Computer hackers have breached the systems of the company that runs the Nasdaq stock exchange in New York but did not penetrate the part of the system that handles trades, Nasdaq said Saturday.
The exchange’s operating company, Nasdaq OMX, said in a statement that it had discovered suspicious files on its United States servers, and that it immediately began conducting an investigation in conjunction with outside firms and federal law enforcement agencies.
Government and law enforcement officials with knowledge of the investigation said it was being handled by the F.B.I.’s cybercrimes branch along with the Justice Department. These officials also said it appeared that the trading platform was not breached.
An attack on banks and other pillars the financial system has long been a top fear of government officials because of the potential for harm to the economy.
Nasdaq is one of the country’s largest stock exchanges, and many of the nation’s most important companies use it to list their shares for trading. If there were evidence that hackers could breach the inner trading systems, it could cause jitters among the companies listed on the exchange and the traders and investors who buy and sell millions of shares each day.
But Nasdaq and market experts said there was an important distinction between the parts of the system that are connected to the Web, and thus more vulnerable, and the architecture for the trading platform, which Nasdaq says operates independently.
The company said it had determined that a Web-based application on its servers called Directors Desk, on which corporations can store and share information, might have been affected. Nasdaq said the suspicious files “were immediately removed and at this point there is no evidence that any Directors Desk customer information was accessed or acquired by hackers.”
“At no point was any of Nasdaq OMX’s operated or serviced trading platforms compromised,” the company said.
The company’s Web site says Directors Desk has 5,000 users.
A spokesman for the company said it discovered the suspicious files late last year.
The fact that investigators discovered suspicious files suggests that the breach involved the installation of malicious software, or malware, said Ed Stroz, a former FBI agent who is co-president of Stroz Friedberg, a firm that investigates cyberattacks.
In attacks on companies, Mr. Stroz said, hackers often plant malware that acts as a back door, which allows them to deliver other malicious programs to do other tasks, which could include copying sensitive data and delivering it to the intruder.
Malware could have been installed any number of ways, including with an attack through the Web interface of Directors Desk or by infiltrating an executive’s computer by tricking him into opening an attachment or clicking on a link to a malicious Web page in an e-mail.
Nasdaq now handles about 19 percent of stock trading in the United States, compared with 27 percent by the larger New York Stock Exchange and its electronic trading arm.
In a statement, the New York Stock Exchange said: “We take any potential threat seriously and we continue working at the highest levels of security and integrity.” The N.Y.S.E. would not say whether there had been any attempts to breach its systems or whether it had been contacted by federal investigators.
News of the breach was originally reported in The Wall Street Journal.

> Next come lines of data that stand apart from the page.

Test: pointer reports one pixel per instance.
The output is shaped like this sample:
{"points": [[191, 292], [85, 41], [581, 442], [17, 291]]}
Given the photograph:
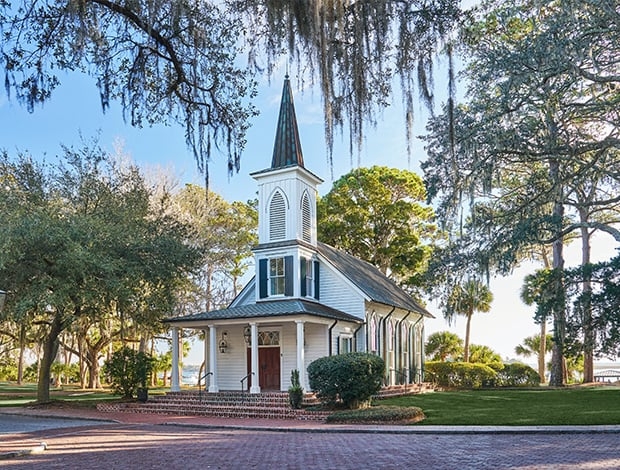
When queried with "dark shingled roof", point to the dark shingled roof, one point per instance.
{"points": [[273, 308], [287, 146], [378, 287]]}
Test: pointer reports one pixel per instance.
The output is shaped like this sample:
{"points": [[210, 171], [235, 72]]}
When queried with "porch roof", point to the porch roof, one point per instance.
{"points": [[274, 308]]}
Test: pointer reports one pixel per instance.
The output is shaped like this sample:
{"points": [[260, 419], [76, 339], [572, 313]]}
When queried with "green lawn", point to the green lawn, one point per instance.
{"points": [[572, 406], [19, 395]]}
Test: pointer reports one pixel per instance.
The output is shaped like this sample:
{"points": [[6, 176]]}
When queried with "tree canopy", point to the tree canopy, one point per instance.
{"points": [[539, 128], [181, 61], [379, 215], [79, 245]]}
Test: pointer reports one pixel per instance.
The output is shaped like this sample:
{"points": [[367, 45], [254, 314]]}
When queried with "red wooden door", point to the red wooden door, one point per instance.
{"points": [[268, 367]]}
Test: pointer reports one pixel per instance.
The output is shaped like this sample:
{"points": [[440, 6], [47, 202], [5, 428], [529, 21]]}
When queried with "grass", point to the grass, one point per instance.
{"points": [[545, 406], [70, 395], [492, 407]]}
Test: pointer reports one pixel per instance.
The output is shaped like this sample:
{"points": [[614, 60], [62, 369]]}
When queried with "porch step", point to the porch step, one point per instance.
{"points": [[405, 389], [235, 404], [222, 404]]}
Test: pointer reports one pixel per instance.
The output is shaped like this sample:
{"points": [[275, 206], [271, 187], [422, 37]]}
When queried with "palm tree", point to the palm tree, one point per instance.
{"points": [[533, 346], [466, 299], [443, 345], [533, 292]]}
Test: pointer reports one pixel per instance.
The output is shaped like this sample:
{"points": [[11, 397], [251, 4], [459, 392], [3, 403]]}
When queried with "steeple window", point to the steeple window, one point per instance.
{"points": [[306, 218], [277, 217]]}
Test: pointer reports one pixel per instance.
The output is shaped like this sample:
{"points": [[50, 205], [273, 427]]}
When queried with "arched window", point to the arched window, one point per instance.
{"points": [[373, 335], [277, 217], [306, 218]]}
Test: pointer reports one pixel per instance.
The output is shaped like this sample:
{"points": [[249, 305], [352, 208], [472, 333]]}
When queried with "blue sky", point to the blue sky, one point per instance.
{"points": [[75, 109]]}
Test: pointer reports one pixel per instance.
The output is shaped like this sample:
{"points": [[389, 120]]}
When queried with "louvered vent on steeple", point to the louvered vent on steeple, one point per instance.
{"points": [[277, 217], [306, 218]]}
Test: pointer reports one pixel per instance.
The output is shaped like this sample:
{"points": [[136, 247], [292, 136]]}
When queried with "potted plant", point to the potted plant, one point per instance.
{"points": [[295, 391], [144, 367]]}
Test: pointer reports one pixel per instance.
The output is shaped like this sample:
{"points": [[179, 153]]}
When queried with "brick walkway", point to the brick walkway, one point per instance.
{"points": [[171, 442]]}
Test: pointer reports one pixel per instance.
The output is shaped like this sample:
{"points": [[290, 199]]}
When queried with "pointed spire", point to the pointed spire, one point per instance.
{"points": [[287, 147]]}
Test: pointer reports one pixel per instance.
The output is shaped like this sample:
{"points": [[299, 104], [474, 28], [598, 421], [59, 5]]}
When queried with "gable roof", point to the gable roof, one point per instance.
{"points": [[274, 308], [372, 282]]}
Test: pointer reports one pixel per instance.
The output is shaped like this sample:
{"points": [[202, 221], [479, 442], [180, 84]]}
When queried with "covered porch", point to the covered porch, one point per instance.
{"points": [[258, 354]]}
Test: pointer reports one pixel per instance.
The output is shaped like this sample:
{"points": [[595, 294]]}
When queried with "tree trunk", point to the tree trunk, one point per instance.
{"points": [[542, 351], [94, 380], [22, 347], [466, 349], [50, 349], [559, 313], [588, 330]]}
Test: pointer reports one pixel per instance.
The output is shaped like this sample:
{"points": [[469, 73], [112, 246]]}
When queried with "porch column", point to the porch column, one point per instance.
{"points": [[255, 388], [213, 383], [174, 380], [205, 359], [301, 360]]}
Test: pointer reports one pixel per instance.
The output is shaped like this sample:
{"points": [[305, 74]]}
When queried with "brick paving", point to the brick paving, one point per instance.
{"points": [[175, 442]]}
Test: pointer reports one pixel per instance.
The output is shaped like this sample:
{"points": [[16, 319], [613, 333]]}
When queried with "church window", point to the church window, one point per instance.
{"points": [[277, 217], [276, 276], [306, 219]]}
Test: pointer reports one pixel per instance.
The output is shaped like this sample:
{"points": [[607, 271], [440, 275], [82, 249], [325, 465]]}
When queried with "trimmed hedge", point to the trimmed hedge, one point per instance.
{"points": [[517, 374], [460, 374], [352, 378], [473, 375]]}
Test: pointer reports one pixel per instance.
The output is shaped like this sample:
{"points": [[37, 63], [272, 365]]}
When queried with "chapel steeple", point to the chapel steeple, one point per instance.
{"points": [[287, 146]]}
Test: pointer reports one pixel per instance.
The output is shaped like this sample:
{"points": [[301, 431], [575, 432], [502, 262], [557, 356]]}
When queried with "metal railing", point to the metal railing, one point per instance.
{"points": [[244, 379], [206, 384]]}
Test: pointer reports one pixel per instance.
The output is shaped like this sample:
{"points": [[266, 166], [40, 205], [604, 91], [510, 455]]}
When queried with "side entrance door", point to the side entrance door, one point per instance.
{"points": [[268, 367]]}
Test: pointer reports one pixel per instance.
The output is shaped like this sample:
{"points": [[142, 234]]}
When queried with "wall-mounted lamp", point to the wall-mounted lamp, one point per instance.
{"points": [[223, 342], [247, 335]]}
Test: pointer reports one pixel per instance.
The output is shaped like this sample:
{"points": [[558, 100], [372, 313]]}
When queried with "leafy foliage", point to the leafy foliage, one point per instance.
{"points": [[166, 62], [483, 355], [459, 374], [517, 374], [81, 246], [477, 375], [443, 345], [379, 215], [128, 370], [380, 414], [528, 164], [181, 61], [466, 299], [352, 378], [295, 391]]}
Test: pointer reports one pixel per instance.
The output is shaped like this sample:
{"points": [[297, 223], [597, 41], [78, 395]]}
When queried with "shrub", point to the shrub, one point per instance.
{"points": [[460, 374], [295, 391], [517, 375], [8, 371], [352, 378], [379, 415], [128, 370]]}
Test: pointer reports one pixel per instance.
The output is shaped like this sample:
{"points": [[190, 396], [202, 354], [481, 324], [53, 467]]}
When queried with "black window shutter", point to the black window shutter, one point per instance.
{"points": [[303, 274], [316, 280], [288, 275], [262, 278]]}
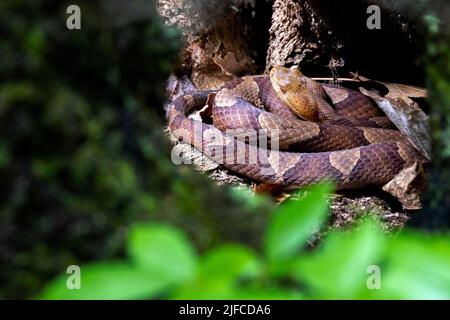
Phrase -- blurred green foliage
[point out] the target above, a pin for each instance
(163, 264)
(82, 151)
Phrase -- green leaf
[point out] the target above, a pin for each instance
(417, 267)
(162, 251)
(219, 272)
(107, 280)
(292, 223)
(230, 261)
(339, 270)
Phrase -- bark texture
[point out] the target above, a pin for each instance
(217, 40)
(298, 34)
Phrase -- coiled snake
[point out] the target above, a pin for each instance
(323, 132)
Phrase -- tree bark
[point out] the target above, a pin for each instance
(217, 40)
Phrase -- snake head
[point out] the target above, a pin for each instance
(292, 87)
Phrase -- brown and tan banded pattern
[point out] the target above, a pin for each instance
(337, 150)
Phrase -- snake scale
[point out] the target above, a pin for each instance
(314, 132)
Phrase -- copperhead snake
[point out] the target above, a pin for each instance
(314, 132)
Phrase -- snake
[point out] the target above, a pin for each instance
(287, 130)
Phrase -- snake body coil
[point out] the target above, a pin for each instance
(348, 146)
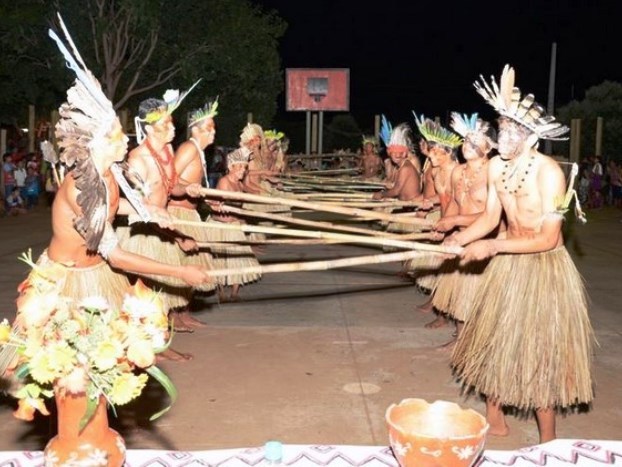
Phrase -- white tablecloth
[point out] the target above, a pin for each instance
(562, 452)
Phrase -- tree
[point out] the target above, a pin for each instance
(604, 100)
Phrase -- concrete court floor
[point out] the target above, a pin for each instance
(317, 357)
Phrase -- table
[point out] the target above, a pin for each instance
(561, 452)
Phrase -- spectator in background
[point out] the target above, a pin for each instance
(8, 178)
(15, 203)
(20, 177)
(597, 183)
(615, 184)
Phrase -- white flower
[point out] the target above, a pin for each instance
(138, 308)
(463, 453)
(96, 302)
(171, 95)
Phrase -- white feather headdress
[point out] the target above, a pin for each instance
(506, 100)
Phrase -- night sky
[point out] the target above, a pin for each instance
(405, 55)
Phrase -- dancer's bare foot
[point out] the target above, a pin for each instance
(501, 430)
(439, 322)
(174, 356)
(190, 321)
(179, 325)
(448, 346)
(426, 307)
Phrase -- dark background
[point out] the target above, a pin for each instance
(405, 55)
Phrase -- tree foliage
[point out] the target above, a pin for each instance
(603, 100)
(139, 48)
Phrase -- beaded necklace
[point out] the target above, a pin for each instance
(168, 183)
(507, 178)
(467, 182)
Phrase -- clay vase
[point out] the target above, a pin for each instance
(96, 445)
(440, 434)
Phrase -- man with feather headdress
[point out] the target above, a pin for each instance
(191, 169)
(528, 341)
(152, 164)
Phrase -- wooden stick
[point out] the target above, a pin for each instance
(305, 222)
(325, 264)
(302, 241)
(357, 213)
(383, 241)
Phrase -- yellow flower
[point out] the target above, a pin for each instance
(75, 381)
(140, 352)
(35, 309)
(40, 368)
(5, 332)
(106, 354)
(61, 357)
(26, 408)
(126, 387)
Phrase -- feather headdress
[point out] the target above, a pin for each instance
(506, 100)
(172, 99)
(370, 140)
(86, 120)
(395, 139)
(209, 110)
(250, 131)
(435, 133)
(385, 131)
(240, 156)
(471, 127)
(273, 135)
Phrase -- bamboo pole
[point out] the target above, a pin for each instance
(360, 213)
(304, 241)
(305, 222)
(327, 264)
(349, 238)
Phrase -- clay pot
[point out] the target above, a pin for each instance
(97, 444)
(440, 434)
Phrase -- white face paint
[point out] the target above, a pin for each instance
(511, 140)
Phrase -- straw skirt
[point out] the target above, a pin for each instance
(457, 286)
(528, 342)
(144, 240)
(203, 258)
(231, 256)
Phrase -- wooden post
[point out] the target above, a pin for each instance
(599, 137)
(308, 134)
(54, 117)
(575, 140)
(2, 151)
(320, 133)
(31, 128)
(314, 133)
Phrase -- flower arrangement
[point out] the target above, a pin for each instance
(83, 348)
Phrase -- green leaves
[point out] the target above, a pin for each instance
(167, 384)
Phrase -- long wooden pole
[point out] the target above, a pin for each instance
(305, 222)
(349, 238)
(325, 264)
(361, 213)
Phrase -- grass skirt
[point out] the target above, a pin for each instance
(528, 342)
(457, 286)
(203, 257)
(228, 256)
(98, 280)
(144, 240)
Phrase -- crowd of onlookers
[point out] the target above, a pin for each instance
(600, 184)
(24, 178)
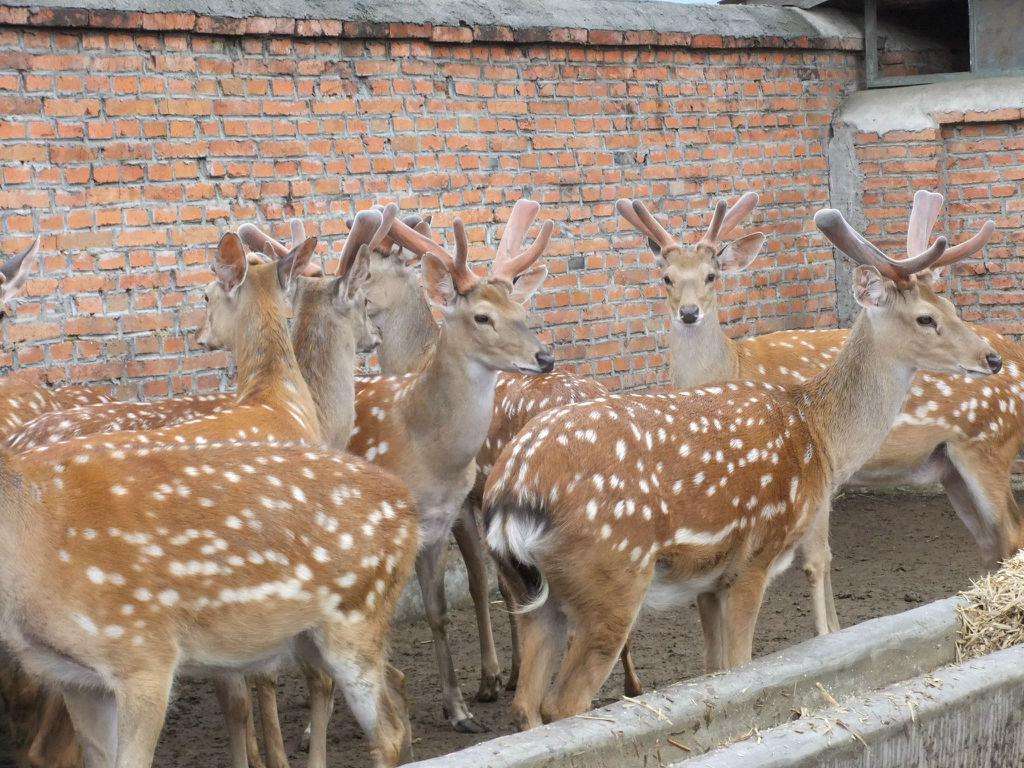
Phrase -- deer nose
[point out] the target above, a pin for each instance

Nasdaq said it had refrained from notifying its customers of the breach at the request of the Justice Department, “in order to facilitate the continuing investigation,” but that when the Journal article appeared it consulted with authorities and decided to send out notice.
The Journal article said the investigation showed some evidence pointing toward Russia. One government official said investigators were specifically looking into that possibility, although the official said, “I don’t know what the basis for the belief is.”
The stock exchanges and the trading that takes place on them have become increasingly computerized, potentially making them more vulnerable to manipulation or attack. Like Nasdaq, the N.Y.S.E. has also adopted more electronic trading. And in the last five years or so, other electronic exchanges like Direct Edge and BATS Exchange have arisen, intent on prying trading away from the two bigger markets. Direct Edge and BATS each handle about 10 percent of the market.
A spokesman for the BATS Exchange said it had never had any hacking issue of this kind.
A spokesman for Direct Edge, Rafi Reguer, said it was continually monitoring its systems but was not aware of any serious attempt to penetrate its computers.